After years of guiding businesses, Seed Spot started a high school curriculum last summer that focuses on cultivating the entrepreneurial spirit at a young age.

Courtney Klein, Seed Spot’s co-founder and CEO, presented that model to a room of high school administrators, teachers and students.

“Our mission at Seed Spot is to really nurture student passions to solve real world problems,” Klein said. “We know that entrepreneurship and problem solving is cross-disciplinary – this is not a business exercise.”

Seed Spot’s philosophy is to provide students with tools, resources and mentorship to help train their ability to solve societal problems, Klein said.

Caroline Fabricius Ahlgreen, a senior at the Tesseract School, is part of the pilot program that launched at her school.
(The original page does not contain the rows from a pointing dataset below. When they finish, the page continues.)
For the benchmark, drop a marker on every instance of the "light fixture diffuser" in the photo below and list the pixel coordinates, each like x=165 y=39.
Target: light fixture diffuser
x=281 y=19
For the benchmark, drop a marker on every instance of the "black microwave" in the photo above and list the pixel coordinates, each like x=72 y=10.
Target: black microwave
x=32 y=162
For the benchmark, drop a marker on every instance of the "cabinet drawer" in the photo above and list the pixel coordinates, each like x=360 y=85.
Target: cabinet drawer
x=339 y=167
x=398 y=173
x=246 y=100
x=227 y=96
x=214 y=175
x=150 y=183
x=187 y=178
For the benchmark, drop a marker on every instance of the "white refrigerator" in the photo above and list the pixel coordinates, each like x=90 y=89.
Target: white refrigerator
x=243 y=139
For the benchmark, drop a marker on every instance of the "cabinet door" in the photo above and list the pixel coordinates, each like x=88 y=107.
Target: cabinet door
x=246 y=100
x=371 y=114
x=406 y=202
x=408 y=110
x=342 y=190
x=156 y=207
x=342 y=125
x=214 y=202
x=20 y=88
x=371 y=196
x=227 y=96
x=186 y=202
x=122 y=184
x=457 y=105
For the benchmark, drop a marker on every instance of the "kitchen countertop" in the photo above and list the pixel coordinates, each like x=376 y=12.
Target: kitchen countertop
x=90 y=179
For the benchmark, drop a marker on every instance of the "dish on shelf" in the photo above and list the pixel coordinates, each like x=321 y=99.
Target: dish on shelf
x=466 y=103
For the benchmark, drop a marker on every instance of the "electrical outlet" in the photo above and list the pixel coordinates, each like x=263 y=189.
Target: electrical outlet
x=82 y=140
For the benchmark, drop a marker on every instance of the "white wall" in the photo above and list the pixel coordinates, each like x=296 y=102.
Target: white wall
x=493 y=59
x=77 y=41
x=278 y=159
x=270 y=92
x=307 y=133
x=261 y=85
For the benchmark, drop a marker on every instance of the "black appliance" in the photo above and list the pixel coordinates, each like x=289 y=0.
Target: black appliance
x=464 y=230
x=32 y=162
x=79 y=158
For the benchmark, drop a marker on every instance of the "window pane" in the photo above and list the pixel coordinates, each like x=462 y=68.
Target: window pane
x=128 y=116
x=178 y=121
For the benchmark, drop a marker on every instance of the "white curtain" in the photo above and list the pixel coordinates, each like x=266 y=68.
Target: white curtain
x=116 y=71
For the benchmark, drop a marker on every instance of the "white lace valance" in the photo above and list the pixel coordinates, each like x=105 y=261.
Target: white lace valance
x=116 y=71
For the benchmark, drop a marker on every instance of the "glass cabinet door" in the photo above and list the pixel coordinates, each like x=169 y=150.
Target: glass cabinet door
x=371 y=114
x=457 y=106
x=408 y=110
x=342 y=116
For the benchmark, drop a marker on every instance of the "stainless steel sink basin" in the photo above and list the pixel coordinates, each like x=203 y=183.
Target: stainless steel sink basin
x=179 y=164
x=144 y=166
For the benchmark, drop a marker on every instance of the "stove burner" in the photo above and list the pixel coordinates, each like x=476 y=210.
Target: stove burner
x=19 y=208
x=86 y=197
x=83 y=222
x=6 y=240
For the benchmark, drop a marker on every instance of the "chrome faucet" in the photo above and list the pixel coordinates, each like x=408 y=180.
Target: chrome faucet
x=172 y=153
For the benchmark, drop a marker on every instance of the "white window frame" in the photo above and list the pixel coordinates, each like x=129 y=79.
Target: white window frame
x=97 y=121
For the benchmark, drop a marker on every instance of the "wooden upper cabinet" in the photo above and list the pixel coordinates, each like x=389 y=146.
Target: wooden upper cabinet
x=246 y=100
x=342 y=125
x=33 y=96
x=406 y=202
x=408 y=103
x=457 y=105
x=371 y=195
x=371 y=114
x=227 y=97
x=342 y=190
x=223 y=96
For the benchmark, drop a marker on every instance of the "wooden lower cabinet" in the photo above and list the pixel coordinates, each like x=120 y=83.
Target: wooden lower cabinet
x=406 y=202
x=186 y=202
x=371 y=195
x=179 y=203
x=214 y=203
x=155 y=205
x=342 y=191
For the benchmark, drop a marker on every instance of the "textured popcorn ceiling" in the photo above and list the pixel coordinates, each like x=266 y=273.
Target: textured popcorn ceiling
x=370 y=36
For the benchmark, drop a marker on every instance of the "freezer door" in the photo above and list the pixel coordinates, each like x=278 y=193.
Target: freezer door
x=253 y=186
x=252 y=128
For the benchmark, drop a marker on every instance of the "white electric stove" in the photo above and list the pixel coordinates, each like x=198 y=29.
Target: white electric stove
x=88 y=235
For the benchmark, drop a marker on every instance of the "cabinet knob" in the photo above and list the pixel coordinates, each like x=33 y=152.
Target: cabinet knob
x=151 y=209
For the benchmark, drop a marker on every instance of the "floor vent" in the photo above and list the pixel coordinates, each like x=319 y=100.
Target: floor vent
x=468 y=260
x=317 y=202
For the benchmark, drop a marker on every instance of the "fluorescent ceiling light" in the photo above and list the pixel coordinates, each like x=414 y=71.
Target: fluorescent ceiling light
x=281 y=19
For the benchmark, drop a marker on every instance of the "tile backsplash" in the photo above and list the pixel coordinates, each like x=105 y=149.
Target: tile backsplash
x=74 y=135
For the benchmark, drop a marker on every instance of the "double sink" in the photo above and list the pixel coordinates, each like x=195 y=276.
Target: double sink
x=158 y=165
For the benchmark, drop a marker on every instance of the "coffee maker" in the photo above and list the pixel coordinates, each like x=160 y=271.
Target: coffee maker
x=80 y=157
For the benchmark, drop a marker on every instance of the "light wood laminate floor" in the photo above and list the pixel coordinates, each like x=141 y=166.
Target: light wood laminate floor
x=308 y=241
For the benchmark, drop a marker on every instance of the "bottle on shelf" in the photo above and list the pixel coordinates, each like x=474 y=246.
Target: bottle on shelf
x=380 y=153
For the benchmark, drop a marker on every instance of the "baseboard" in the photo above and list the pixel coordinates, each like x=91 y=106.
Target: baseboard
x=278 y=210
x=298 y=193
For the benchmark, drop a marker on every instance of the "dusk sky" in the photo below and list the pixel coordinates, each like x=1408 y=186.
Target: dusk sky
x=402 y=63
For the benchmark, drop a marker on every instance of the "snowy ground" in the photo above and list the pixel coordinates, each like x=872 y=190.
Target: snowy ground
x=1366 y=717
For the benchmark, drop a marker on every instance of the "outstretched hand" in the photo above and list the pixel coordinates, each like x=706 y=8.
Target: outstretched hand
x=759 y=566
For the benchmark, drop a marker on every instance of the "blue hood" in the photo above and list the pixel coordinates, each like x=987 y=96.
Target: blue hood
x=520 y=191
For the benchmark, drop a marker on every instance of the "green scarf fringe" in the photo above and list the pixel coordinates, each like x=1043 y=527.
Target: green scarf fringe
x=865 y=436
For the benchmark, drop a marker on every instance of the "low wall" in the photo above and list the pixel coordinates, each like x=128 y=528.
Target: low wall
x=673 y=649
She said Seed Spot is helping her to confidently master the business trade.

“I thought the business world was so aggressive and competitive and people were going to knock each other down,” Ahlgreen said. “But here everyone has such different ideas and everyone is so passionate about their single idea that they’re totally willing to help you out.”
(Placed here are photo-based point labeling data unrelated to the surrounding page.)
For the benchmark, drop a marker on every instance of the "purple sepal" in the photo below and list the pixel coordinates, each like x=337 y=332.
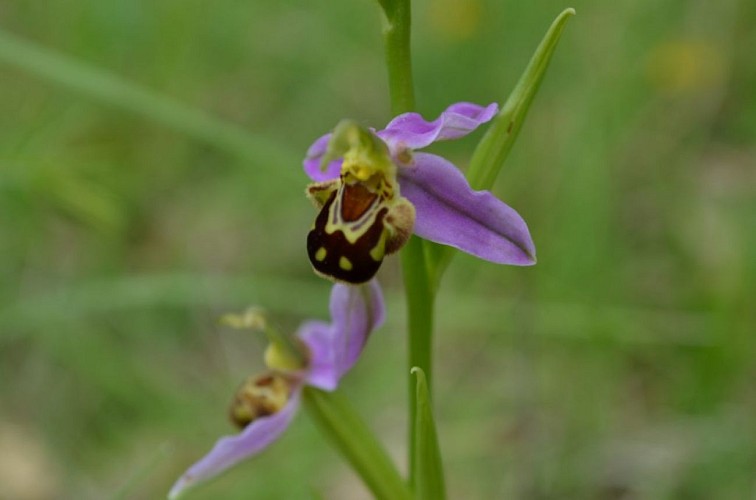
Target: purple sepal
x=230 y=450
x=412 y=131
x=450 y=212
x=356 y=311
x=313 y=159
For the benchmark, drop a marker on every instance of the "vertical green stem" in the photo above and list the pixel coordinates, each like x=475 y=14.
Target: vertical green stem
x=419 y=298
x=396 y=38
x=417 y=282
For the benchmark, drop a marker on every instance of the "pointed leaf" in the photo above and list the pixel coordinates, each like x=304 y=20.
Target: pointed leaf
x=494 y=148
x=429 y=479
x=348 y=432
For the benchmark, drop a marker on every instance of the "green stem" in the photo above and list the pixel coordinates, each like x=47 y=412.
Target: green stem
x=356 y=442
x=419 y=298
x=396 y=37
x=417 y=284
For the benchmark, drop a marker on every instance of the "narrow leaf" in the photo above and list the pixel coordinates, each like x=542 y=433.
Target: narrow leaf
x=429 y=480
x=494 y=148
x=348 y=432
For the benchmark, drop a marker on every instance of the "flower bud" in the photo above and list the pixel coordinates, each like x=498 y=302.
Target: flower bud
x=260 y=396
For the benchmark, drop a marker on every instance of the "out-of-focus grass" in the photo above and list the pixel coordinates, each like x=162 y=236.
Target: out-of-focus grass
x=621 y=366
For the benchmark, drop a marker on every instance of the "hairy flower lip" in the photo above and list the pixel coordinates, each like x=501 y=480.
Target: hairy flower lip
x=448 y=210
x=333 y=347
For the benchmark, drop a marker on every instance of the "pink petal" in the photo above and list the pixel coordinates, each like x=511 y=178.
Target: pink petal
x=450 y=212
x=411 y=131
x=315 y=155
x=356 y=311
x=230 y=450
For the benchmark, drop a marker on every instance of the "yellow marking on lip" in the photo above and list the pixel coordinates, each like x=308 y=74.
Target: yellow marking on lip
x=345 y=263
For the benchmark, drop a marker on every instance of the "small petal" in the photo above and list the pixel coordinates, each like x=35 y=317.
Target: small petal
x=230 y=450
x=411 y=131
x=322 y=371
x=356 y=311
x=313 y=160
x=450 y=212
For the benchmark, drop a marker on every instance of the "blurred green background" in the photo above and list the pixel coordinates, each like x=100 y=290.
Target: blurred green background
x=622 y=366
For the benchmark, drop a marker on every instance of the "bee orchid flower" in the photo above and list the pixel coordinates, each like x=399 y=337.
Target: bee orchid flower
x=265 y=405
x=373 y=190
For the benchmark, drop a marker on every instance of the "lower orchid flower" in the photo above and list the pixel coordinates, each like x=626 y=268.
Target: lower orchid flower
x=373 y=191
x=265 y=405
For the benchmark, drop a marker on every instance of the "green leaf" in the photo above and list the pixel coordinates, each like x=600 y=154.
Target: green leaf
x=429 y=480
x=348 y=432
x=494 y=147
Ahlgreen’s group is developing the Braille-Board, a prototype phone case that helps blind and visually impaired people better use their cellphones with a Bluetooth braille keyboard.

Part of the Seed Spot curriculum is to place students in groups where each member can bring a unique skill set to the table, forcing them to brainstorm with students outside of their comfort zone.

“I have to say that at first it was difficult as I was put into a group that I had not expected going into the class,” Ahlgreen said. “I had an ideal group in mind.”

Despite her initial apprehensions, she said she realized the diverse mindsets in her group allowed for a broader range of ideas and solutions to work with.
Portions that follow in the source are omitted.